Hablar hoy de literatura y periodismo como espacios antagónicos suena anacrónico. El periodismo sin duda ya no es lo que era, y la literatura, por cierto, tampoco. Pero si el río que las separaba era, en otros tiempos, tan claro, hoy ya no lo es. Recuerdo una frase de Oscar Wilde, cuyo humor y martirio siempre me impresionaron: “¿Cuál es la diferencia entre el periodismo y la literatura? ¡Ah! El periodismo es ilegible y la literatura no se lee. Eso es todo“. No sé si esa frase acuñada hace más de un siglo tiene vigencia, pero algo de cierto encierra.

Ernest Hemingway, que supo ganar sus primeros dólares como periodista, decía que el oficio no era malo si se lo dejaba a tiempo; aunque luego tuvo frases más implacables contra el oficio que le dio de comer. El gran poeta norteamericano Walt Whitman destinaba todo su esfuerzo, talento y dinero a editar sus obras. La primera edición de Hojas de hierba, hoy un clásico, lo llevó a la ruina por lo que tuvo que  retomar su oficio de periodista. Fue editor, crítico literario y editorialista, pero lo suyo era la poesía, sin duda.

Un periodista grafico escribe, es decir, es un escritor, y lo que produce es un texto literario (sin entrar en detalles de calidad). La diferencia -una de ellas-, es que el periodismo se mete con ciertas “verdades” (las noticias) y la literatura trabaja con la verdad personal del autor. La distancia no está en el texto, según Tomás Eloy Martínez, sino en cómo ese texto “se divide cuando ocurre el encuentro con el lector”. Un lector que “sabe” de antemano, digo yo, que el texto que está abordando es literatura o es periodismo. Muchas veces, la situación de lectura determina la forma que adquiere el texto.
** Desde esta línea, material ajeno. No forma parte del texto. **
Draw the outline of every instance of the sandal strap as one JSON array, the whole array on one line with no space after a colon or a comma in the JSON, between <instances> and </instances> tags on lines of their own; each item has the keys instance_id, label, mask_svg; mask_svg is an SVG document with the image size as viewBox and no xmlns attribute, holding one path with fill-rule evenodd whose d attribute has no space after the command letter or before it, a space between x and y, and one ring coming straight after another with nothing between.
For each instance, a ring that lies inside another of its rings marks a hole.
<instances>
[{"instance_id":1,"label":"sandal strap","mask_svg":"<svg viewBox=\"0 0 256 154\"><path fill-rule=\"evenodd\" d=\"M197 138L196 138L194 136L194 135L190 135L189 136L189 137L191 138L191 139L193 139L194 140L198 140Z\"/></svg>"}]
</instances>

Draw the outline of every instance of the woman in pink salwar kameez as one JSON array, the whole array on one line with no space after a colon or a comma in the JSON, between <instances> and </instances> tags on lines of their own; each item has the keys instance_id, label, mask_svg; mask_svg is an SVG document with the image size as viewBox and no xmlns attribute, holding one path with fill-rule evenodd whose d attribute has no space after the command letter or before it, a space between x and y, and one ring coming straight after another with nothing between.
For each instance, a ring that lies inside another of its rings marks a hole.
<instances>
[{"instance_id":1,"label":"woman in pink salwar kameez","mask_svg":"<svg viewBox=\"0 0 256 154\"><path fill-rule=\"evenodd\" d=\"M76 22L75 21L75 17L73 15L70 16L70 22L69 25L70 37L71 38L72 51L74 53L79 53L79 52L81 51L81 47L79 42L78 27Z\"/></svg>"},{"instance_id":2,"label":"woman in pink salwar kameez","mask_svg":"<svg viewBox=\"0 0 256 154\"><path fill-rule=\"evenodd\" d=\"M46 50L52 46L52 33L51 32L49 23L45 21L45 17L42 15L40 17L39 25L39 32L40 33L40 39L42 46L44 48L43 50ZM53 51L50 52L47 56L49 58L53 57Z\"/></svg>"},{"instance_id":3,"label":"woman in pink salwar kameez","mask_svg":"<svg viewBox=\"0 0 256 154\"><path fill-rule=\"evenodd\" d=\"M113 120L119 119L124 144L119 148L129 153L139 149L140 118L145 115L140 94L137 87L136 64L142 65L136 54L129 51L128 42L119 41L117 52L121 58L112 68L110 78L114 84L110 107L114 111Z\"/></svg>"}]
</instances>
Sin embargo, un texto periodístico paradigmático –A sangre fría de Truman Capote– integra colecciones de “novelas” en la editorial que lo publica. Con los años, este texto ¿periodístico? ha devenido en “literario”, y uno no sabe si está frente a una novela o a una gran crónica. Eso no habla bien ni mal, porque el libro sigue siendo una obra maestra.

En otros tiempos denostar al periodismo era casi un hábito folklórico. George Bernard Shaw criticaba a sus colegas escritores que se ganaban una moneda en un oficio vil: “Periodismo: un montón de letras emborronadas por un irresponsable en el reverso de un aviso publicitario”, era su concepto de los únicos medios que se conocían en ese tiempo: los diarios. Mucho antes, el filósofo francés Jean Jacques  Rousseau lapidó a los periódicos: “Una obra efímera, sin mérito y sin utilidad”.

Claro, hoy nadie se atrevería a hacer esas afirmaciones, cuando la convivencia entre ambos oficios ha permitido pagar las facturas de gas y luz a más de uno. José Martí, César Vallejo, Roberto Arlt,  Jorge Luis Borges, José Donoso, Gabriel García Márquez, Carlos Monsivais, Martín Caparrós y siguen la firmas.

Precisamente García Márquez, premio nobel de literatura, tiene una obra periodística sobresaliente. Su Noticia de un secuestro supera, a mi juicio, a varios de sus libros “de ficción” tan celebrados.

Quizás convenga escuchar nuevamente a Tomás Eloy Martínez que observa que en nuestro continente la memoria (ficción diría yo) y la verdad se juntan tanto que los narradores son periodistas y los periodistas son narradores. Rodolfo Walsh es autor de una destacada obra ficcional sin embargo debe su lustre a una obra “periodística” ejemplar como Operación Masacre.

Mientras el periodismo volaba a ras del suelo no hubo dicotomías. Ahora que aparecieron grandes cronistas, se produjo un desplazamiento de lectura. Entonces cuando se habla del citado Caparrós, de la descarnada María Moreno, de la exquisita Leila Guerriero, del contundente Cristian Alarcón o de la diestra Josefina Licitra, por mencionar solo algunos, uno nota que la pregunta de ¿periodista o escritor? si acaso fuera sólida, se desvanece en el aire.